I’m sure that until now, you must have heard about Le Pen’s speech: anti-immigration, nationalist and conservative. But I highly doubt that you saw any of Fillon’s ideals on your facebook timeline, or in the news headlines. Fillon is a right-wing conservative, who has the support of the Catholic Church and wishes to tighten the country’s relationship with the Russians. Nothing like Trump, am I right?
And the scariest part of this history has yet to reach a resolution: Fillon was recently accused of paying his wife 400,000 euros for a position of parliament assistant. He stated in a recent rally that if this is proved to be true, he will drop out of the run, and analysts say that if that happens, his votes might swing towards Le Pen.
If the country of liberty and fraternity is ready to choose such a candidate as their president, who knows which country is next?
The Romanian Fight Against Corruption – by Ioana Nicolau
After the tragedy from November 2015, where 64 people died in a fire at night club Colectiv, the Social Democrats (PSD) had to leave office due to massive protests over corruption. However, Romanians re-elected PSD during the parliamentary elections from December 2016, the party winning close to 46% of the votes. As the party is tainted by corruption, so was its first proposed PM, Liviu Dragnea, who is carrying a two-year suspended jail sentence for attempting to rig a referendum in 2012.
Just weeks after the party came to power, PSD made a priority for passing, in secret, an emergency ordinance that would pardon thousands of prisoners, suggesting that this would ease the problem of overcrowded prisons. Their intentions were blocked when the president unexpectedly attended the government meeting in which the ordinance was about to be passed.
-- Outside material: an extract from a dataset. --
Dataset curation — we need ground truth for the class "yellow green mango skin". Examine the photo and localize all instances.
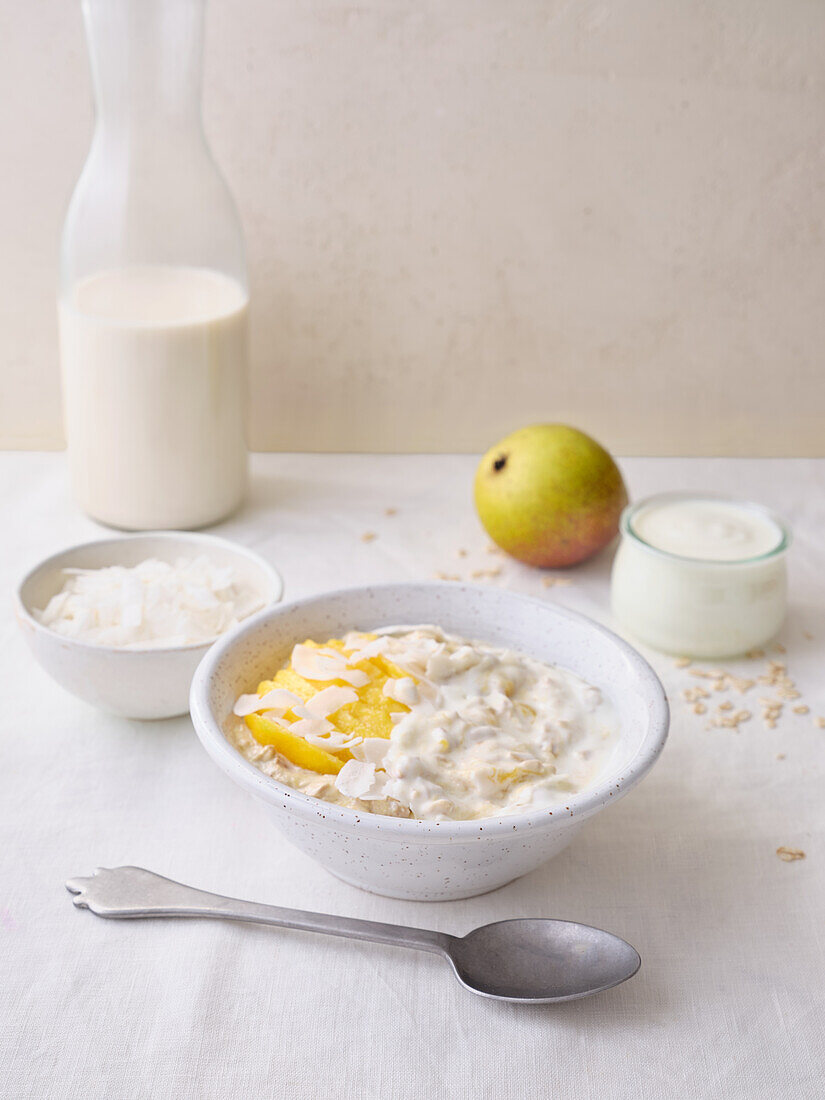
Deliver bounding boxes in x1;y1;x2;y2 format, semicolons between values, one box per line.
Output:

The population felt that the underlying reason for passing this ordinance was, in short, saving a gang of corrupt politicians from being sentenced to prison. This would include Liviu Dragnea and “his crew”. Thus, massive protests took place across the country and in the diaspora, with an estimated number of 30-40.000 people participating. The biggest surprise came when the Romanian president joined the protest in Bucharest on the evening of the 22nd of January, showing his firm support for the fight against corruption.
The Western Union Wire Fraud – by Evrim Öztamur
The world’s biggest money transferring company Western Union agreed to pay 586 million USD after admitting to turning a blind eye to the criminal use of the service, for purposes such as fraud and money laundering. US Department of Justice and the Federal Trade Commission authorities reported this Thursday that Western Union, which processes transactions all over the world in over half a million access points, was letting its agents help fraudsters to process transactions and avoid detection.
Western Union agents allowed Chinese immigrants to use the service to send hundreds of millions of dollars to pay human smugglers, by sending the amounts in smaller increments to avoid transfer reporting requirements. Scammers offering job offers and fake prizes also were able to process transactions, mainly by giving the agents a share of the earnings from their scams.
These statements go to show that the problem is not exactly due to Western Union enabling fraudulent transactions, but rather not preventing agents and certain higher-ups in the organisation from committing to these actions. The reports note that it was not the case that Western Union accidentally overlooked these issues, but did not act upon them even while realising they are present in the organisation.